There are plenty of good reasons for including large amounts of information on your website. Making some of your webpages go on for 8,000 words won’t always be the most effective method of delivering that data.
Here are some alternatives.
PDF downloads
The most obvious option is to include a PDF document to download.
A simple link works fine, and can be the best choice when you have lots of documents. The site in the screenshot above serves as a repository for documents that provide sources for news and research. Hundreds of documents are stored in the website, and visitors can expect to find the documents mentioned in just this kind of link. Most readers won’t choose to download these documents, but researchers will find them easily.
A middle path makes sense for forms and other documents which you want to make easy to find but not eye catching.

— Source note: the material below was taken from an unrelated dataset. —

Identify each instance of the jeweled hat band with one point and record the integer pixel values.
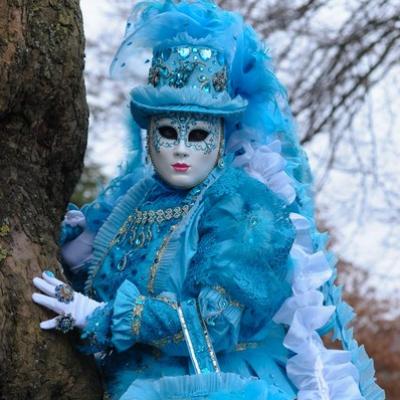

Putting a Forms tab in the main navigation, placing the form as a link in a consistent place with some graphic element (in the example above, it’s just the color, but we often use a button instead) will do the job. In some of these cases, the PDFs are gated so readers can get them only if they’re willing to swap contact information.
Of course, this also works when you’re selling digital products, as in the example above.
Subpages
Sometimes you want the SEO advantage of a web page full of relevant keywords. PDF files are more searchable than they used to be, but they still don’t give your site that advantage. In such a case, it makes sense to include the long document in the form of a web page, but to make them sub-pages rather than putting them into the main navigation. That way, people who are interested in the Rate Sheet, class list, machine part details or what have you can click on them and go right to them, but the information-dense pages aren’t a distraction to people browsing the site.
It makes sense in some cases to put the link to a subpage on a specific parent page rather than in the main navigation. People may still find this page through search, but you can also use this approach to craft a specific path to purchase that will work well for your target audience.
Embeds
We embed videos, maps, and even calls to action with iframes.
This is not the approach to take when you want the SEO advantages for your website, but sometimes you have other goals with lengthy documents. You might choose to embed a Google spreadsheet into a document, or a data visualization from the Pew Center (to benefit from data updates) or a WordPressed article you want to make available to your readers without copyright concerns.
These are special cases, but sometimes this is exactly the right thing to do.
Consider your goals for search, the needs of your visitors, and the overall look you want when deciding among the options available to you.